Consolidate and spec-ify NTT implementations

marsella commented 3 weeks ago

We have a couple of versions of NTT floating around (including in the ML-KEM implementation, several of the Dilithium versions, and standalone in Common/ntt.

None of them really look like the versions we have written in specs (ML-KEM and ML-DSA being the ones we'd most like to emulate). Those versions have dense nested loops with parameters that depend on other parameters and non-consecutive updates of sequence elements. It's hard to implement faithfully in Cryptol. See more discussion on #156.

The versions we have match other NTT reference implementations (I don't have sources but I guess there's a python library that matches the ML-KEM one and a C reference implementation for Dilithium).
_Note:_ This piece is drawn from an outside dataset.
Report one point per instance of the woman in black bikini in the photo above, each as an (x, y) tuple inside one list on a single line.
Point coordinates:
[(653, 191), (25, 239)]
There are also some other recursion-based fast versions that are better than the naive versions in the specs. Most specs are explicit that "any algorithm that's mathematically equivalent" is fine to use, but we need to make sure they're proven equivalent.

[ ] It's probably best to have a single implementation rather than multiple versions all over. Consolidate them to the Common/ location
[ ] We need some kind of sources to reference. Ideally it would be a spec, but if we end up matching a reference implementation instead, we should cite it.
[ ] Make sure the "fast" version is proven equivalent to the "naive" version and only one of them is public in the NTT module.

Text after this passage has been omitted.